For stable diffusion, we tested on generating the full set of 3 backgrounds and 3 objects (total of 6 images)

  • the non-Intel machine took 01:16 per song (of which 1min was taken to load the code)
  • the intel i5 machine took 01:12 per song
  • the intel i9 machine took 00:46 per song

The non-intel and intel machines had similar specs so produced similar times but the i9 machine had a much better CPU, loading the code much faster than the others.

User acceptance testing

As our product mainly focussed on user satisfaction and how easy it is for the school to use it, we spent multiple rounds on user testing with various age groups.

Round 1 - Haggerston School and Enfield Grammar School

Our initial user tests, where we collected data from 18 secondary school children using Microsoft forms. We have attached the graphs of the most important feedback now. Our product was still in its prototype phase and didn’t have many functionalities.
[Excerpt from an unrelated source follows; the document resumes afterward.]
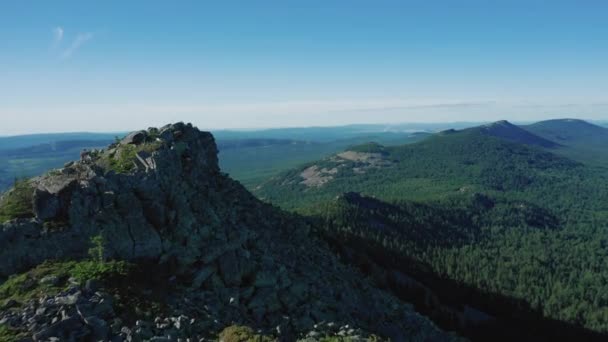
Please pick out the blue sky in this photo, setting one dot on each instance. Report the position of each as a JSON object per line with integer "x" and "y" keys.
{"x": 120, "y": 65}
However, they seemed to be attracted to the shader mode more than the particle mode, which was more visually appealing but less stimulating.

At this stage, our product was still in a prototype stage, with a very basic particle system and the shader working for one song.

From the graphs, we can see that our product was widely accepted as interesting from the students, with the majority feeling that the visuals were well timed to the song and the particles chosen by the AI matched the theme of the song. An interesting response was that the whiteboard looked plain, so we increased the max particle limit to 50 particles and particle spawn rate to 2 per second.